Campaign spending and the effects of the Citizens United and the more recent McCutcheon v. FEC have remained a major trend of news coverage since the first laws limiting spending passed in the 1970s.
Isn’t it a bit odd then that only one major media outlet (a smaller one at that) has covered this major new study? Odder still that a Google New search revealed a mere 58 articles in total among the tens of thousands of media in the Google News universe? Wouldn’t you think that the media would pick up this story faster than you can say “Picketty picked a peck of pickled Paretos”?
Contributing to campaigns and lobbying are only two of five ways that business interests and the wealthy control the policy decisions in the United States. Control of the mass media through ownership is another. We also can’t forget a fourth way that the wealthy get their way: funding political and economic research, again with their large war chests of accumulated capital.
The final way that the rich gain the ear of our elected officials is by running for office themselves. The Center for Responsive Politics has found that slightly more than half of all members of Congress are millionaires. Since the birth of the Republic, rich folk have always had an inside track whenever they decide to run for office. Michael Bloomberg, Carly Fiorentina, John Huntsman, John Edwards, Meg Whitman and Mitt Romney are only the latest generation of the ultra-wealthy to throw their hats in the ring for elected office. Gores, Kennedys, Roosevelts, Harrimans, Danforths, Rockefellers and Ross Perot come to mind without an Internet search.
Because of the impact of these other factors, it’s impossible to conclude how much funding candidates and lobbying contribute to the stranglehold the wealthy and especially the very wealthy have on the American political decision-making process.
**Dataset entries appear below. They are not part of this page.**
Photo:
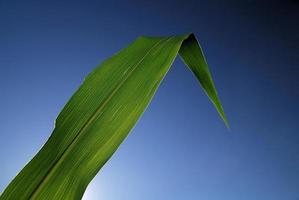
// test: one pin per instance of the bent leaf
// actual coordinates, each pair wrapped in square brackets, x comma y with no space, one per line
[101,113]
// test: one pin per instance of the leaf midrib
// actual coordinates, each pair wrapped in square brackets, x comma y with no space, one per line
[91,119]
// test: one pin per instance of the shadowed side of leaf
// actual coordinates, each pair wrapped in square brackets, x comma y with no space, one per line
[191,53]
[100,115]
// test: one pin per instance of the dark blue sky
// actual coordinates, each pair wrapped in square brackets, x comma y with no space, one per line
[180,148]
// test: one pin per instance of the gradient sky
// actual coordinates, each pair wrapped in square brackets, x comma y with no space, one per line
[180,149]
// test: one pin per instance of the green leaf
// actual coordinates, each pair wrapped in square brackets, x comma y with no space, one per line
[101,113]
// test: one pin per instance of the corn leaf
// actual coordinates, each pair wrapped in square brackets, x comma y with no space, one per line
[101,113]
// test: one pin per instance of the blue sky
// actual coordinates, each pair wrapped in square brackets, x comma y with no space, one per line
[180,149]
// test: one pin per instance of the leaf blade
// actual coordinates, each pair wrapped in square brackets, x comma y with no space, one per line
[96,120]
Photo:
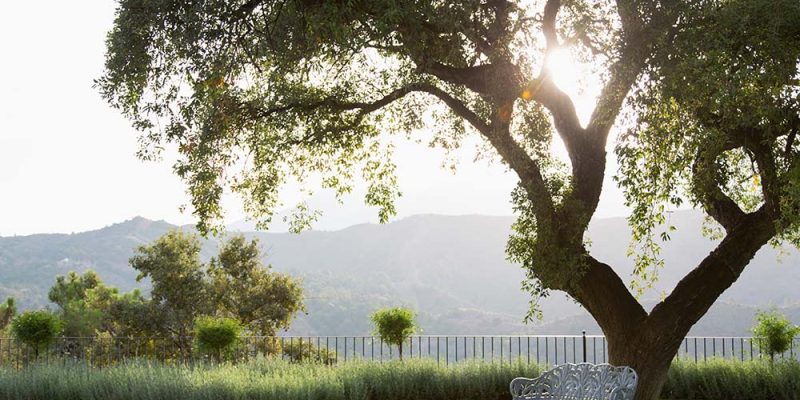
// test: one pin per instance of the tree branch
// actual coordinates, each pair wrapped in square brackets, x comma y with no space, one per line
[715,202]
[697,291]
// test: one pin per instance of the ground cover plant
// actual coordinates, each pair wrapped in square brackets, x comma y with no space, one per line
[254,95]
[271,379]
[264,379]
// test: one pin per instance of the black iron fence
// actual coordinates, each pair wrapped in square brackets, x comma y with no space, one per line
[445,349]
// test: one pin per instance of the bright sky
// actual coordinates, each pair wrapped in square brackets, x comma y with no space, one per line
[68,164]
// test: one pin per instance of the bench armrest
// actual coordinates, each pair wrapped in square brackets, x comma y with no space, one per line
[522,388]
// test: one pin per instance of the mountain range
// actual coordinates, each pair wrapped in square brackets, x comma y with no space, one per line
[451,269]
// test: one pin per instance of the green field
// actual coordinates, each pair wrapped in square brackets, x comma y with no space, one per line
[418,380]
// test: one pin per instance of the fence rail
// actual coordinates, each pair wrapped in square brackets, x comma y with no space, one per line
[445,349]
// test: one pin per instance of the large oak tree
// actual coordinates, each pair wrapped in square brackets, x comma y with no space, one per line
[255,92]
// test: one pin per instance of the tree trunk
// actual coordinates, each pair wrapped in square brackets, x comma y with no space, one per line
[650,358]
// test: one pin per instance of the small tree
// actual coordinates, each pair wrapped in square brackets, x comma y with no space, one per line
[774,333]
[216,335]
[7,311]
[394,325]
[37,329]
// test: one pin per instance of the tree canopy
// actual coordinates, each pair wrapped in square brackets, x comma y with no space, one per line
[254,92]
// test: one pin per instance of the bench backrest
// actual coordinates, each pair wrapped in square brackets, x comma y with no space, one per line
[578,382]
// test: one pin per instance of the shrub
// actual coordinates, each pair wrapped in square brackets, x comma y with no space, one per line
[36,329]
[304,351]
[394,325]
[216,335]
[721,379]
[774,333]
[7,312]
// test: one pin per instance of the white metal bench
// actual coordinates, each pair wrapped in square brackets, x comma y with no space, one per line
[578,382]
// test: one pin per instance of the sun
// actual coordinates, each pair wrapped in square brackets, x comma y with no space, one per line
[575,78]
[565,71]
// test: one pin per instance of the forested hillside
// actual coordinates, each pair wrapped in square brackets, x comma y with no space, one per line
[452,269]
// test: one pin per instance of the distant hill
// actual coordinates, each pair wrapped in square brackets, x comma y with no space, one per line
[451,268]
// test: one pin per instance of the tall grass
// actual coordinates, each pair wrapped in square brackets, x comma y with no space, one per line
[719,379]
[272,379]
[263,379]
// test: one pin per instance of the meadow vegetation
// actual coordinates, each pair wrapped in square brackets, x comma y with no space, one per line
[273,379]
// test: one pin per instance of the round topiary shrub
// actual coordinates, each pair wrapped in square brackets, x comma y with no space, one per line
[394,325]
[774,333]
[216,335]
[37,329]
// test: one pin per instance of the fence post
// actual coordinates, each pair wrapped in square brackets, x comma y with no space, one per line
[584,346]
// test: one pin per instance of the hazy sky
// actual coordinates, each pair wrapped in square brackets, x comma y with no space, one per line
[68,164]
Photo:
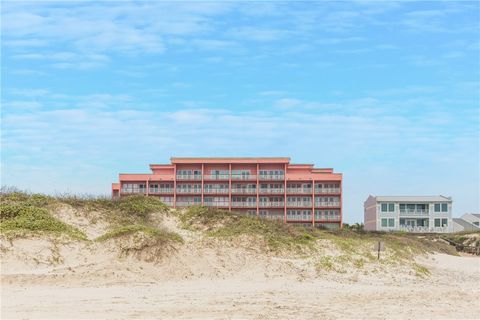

It will therefore take more than just new campaign finance limitations to move from a one-dollar-one-vote to a one-person-one-vote model. We will also need to reinstitute laws that prevent concentration of media ownership in a few hands. Passing laws that make campaigns, lobbying organizations and think tanks liable for the factual lies they tell will also help. But, of course, a handful of large companies are trying to get the state laws that do exist about campaign lying to be declared unconstitutional.